The history of the Geophysical Service of Austria at the Zentralanstalt für Meteorologie und Geodynamik (ZAMG) can be traced back to 1851.
It was between 1846 and 1851 that Karl Kreil, the first director of the ZAMG, conducted the first geomagnetic survey of the Austrian-Hungarian Empire whereby the study of geomagnetics began in Austria.
After the earthquake in Ljubljana in Slovenia in 1895, seismological investigations under the auspices of the Austrian Academy of Sciences began, which culminated in the establishment of the Seismological Service of Austria in 1904 at the ZAMG. Today, the activities of the department also include environmental and applied geophysics as well as hosting the Austrian National Data Centre (NDC–AT) for the observation of nuclear tests worldwide within the frame of the Comprehensive Test Ban Treaty Organization (CTBTO). In addition, the department maintains strong links with the Austrian Society for Earthquake Engineering and Structural Dynamics (OGE).
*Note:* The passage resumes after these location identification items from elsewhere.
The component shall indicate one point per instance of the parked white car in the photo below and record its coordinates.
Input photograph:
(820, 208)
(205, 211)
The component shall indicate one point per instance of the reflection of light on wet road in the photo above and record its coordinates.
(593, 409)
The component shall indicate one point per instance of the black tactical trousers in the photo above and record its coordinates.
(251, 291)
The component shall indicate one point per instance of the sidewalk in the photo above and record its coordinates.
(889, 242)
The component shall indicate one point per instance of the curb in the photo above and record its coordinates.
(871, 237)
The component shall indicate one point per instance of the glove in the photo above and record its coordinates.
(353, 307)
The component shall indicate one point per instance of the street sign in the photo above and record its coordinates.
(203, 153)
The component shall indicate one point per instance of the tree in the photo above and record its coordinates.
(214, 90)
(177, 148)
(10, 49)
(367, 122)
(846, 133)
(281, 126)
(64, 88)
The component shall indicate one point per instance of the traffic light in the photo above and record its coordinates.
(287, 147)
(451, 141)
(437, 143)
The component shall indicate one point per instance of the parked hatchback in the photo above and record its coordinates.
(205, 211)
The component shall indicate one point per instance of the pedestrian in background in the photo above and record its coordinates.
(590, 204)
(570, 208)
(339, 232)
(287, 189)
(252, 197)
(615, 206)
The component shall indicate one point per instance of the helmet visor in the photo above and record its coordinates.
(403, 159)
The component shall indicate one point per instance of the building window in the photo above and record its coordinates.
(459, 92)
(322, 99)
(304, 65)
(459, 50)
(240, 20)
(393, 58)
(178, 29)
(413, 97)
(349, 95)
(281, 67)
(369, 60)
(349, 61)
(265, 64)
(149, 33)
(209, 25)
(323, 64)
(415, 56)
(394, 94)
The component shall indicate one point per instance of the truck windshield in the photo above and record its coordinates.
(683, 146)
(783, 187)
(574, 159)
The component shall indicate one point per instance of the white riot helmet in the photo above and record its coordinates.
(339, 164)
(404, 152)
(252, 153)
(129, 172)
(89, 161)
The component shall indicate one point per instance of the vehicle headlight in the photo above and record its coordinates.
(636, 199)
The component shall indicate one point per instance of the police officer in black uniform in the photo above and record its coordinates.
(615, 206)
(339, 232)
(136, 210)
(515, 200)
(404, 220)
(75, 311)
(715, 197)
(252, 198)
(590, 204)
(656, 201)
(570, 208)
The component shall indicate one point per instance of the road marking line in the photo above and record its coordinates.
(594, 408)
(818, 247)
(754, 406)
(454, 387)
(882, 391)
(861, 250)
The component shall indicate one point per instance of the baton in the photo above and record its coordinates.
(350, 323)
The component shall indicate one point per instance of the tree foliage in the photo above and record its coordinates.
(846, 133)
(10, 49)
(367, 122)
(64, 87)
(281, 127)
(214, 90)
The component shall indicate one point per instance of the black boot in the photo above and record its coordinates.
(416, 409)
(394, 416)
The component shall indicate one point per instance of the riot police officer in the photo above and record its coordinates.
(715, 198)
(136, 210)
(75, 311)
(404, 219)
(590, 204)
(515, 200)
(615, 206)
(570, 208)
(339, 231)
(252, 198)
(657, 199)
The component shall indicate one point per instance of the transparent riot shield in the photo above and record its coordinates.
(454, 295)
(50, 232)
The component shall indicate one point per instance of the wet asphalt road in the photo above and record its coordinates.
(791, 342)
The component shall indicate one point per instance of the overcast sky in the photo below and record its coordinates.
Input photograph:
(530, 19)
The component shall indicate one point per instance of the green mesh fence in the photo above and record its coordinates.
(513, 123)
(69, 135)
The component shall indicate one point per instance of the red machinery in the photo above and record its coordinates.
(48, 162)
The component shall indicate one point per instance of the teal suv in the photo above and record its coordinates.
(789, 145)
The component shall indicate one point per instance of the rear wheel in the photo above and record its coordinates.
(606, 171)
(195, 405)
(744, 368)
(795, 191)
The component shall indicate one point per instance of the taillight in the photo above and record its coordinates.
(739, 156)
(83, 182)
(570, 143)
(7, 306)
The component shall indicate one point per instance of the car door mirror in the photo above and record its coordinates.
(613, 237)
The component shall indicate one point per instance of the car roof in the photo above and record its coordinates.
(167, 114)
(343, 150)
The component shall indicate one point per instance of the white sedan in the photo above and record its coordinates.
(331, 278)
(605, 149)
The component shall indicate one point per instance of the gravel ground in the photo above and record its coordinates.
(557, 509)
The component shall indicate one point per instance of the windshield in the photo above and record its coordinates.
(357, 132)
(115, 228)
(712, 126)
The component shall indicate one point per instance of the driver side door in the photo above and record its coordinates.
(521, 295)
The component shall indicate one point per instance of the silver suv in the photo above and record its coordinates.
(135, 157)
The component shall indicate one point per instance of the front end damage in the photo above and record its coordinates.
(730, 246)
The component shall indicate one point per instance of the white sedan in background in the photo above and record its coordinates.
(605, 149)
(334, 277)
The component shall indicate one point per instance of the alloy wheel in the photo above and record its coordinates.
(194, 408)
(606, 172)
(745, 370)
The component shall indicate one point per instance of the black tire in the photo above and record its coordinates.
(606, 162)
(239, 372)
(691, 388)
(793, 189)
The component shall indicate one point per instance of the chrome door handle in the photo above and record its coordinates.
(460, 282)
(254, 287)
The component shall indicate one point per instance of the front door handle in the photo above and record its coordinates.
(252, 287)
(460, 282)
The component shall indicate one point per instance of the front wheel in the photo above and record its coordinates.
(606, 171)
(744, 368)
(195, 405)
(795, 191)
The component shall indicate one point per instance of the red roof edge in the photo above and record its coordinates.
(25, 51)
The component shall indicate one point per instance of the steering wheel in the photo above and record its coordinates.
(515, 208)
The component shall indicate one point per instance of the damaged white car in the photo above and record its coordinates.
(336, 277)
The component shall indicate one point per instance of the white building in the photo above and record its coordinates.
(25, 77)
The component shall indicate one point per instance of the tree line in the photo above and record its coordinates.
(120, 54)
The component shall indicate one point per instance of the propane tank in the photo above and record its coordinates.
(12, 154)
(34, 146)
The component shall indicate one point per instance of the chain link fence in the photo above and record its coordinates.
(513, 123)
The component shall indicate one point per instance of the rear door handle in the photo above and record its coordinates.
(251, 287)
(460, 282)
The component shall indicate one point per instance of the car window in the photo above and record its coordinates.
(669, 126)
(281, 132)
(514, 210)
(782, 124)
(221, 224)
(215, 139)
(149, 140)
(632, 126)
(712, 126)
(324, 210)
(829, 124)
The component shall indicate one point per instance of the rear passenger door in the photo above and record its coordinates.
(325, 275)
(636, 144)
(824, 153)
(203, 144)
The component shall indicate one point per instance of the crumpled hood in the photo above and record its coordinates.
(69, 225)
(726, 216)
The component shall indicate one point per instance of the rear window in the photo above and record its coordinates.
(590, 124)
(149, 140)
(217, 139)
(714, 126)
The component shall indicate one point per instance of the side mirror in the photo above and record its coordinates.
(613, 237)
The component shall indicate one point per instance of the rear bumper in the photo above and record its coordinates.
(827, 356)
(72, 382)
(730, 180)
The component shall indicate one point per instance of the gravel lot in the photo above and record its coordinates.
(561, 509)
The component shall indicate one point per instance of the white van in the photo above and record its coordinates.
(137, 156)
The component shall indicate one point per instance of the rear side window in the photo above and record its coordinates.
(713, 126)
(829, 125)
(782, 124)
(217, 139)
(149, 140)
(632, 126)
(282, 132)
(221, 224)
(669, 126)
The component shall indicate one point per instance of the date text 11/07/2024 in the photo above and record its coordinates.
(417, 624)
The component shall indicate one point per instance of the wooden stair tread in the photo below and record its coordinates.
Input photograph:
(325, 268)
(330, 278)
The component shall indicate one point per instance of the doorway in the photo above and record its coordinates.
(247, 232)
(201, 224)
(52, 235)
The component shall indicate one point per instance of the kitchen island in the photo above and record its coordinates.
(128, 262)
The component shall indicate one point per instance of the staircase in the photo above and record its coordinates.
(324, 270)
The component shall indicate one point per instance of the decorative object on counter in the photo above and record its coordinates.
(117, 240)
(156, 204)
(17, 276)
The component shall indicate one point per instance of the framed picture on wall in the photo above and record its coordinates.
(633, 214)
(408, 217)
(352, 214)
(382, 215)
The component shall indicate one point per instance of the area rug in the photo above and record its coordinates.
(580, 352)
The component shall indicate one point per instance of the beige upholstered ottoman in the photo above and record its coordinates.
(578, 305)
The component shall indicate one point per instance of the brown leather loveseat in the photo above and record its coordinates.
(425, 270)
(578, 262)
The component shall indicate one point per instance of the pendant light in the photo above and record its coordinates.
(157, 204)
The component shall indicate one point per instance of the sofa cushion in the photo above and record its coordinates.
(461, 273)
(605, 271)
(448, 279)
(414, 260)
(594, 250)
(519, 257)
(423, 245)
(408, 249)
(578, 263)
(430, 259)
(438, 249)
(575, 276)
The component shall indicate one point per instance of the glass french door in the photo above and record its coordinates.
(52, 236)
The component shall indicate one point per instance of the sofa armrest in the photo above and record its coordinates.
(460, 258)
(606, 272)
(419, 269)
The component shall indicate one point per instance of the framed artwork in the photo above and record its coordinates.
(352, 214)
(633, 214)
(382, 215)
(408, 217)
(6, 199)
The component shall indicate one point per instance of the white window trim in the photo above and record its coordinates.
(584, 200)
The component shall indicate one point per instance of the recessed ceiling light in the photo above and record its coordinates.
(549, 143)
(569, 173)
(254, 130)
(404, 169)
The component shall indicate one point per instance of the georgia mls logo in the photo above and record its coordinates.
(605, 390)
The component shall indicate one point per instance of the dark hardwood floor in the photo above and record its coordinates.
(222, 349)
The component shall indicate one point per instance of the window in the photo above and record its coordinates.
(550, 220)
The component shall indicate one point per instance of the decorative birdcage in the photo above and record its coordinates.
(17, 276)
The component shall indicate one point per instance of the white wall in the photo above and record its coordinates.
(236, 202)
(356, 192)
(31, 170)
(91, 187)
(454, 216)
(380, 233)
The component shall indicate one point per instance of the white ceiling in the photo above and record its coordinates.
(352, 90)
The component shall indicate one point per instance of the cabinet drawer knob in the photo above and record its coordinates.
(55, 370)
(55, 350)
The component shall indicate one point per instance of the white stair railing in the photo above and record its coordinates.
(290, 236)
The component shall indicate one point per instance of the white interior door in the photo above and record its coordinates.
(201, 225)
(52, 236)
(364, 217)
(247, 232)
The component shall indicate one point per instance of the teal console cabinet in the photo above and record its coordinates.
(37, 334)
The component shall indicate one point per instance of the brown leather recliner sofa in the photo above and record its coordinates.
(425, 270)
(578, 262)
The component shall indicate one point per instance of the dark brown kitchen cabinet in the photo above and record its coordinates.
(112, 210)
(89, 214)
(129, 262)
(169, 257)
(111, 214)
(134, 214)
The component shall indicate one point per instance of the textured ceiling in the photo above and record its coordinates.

The department contributes worldwide to the understanding of processes in the Earth’s interior. This information also assists in dealing effectively with natural hazards which may affect people, buildings, dams and construction sites. It also supplies the Austrian Federal Warning Agency, the Austrian Army and Non-Governmental Organizations with information regarding natural disasters elsewhere.
Geophysicists study the internal structure of the earth using gravity, magnetic, electrical and seismic methods to investigate the evolution of the earth, earthquakes, tsunamis, landslides, changes of the Earth’s magnetic field and volcanoes. In addition, magnetic and geo-electrical measurements and georadar are used to detect hidden waste deposits, natural resources and last but not least historical artefacts (ArcheoProspections®).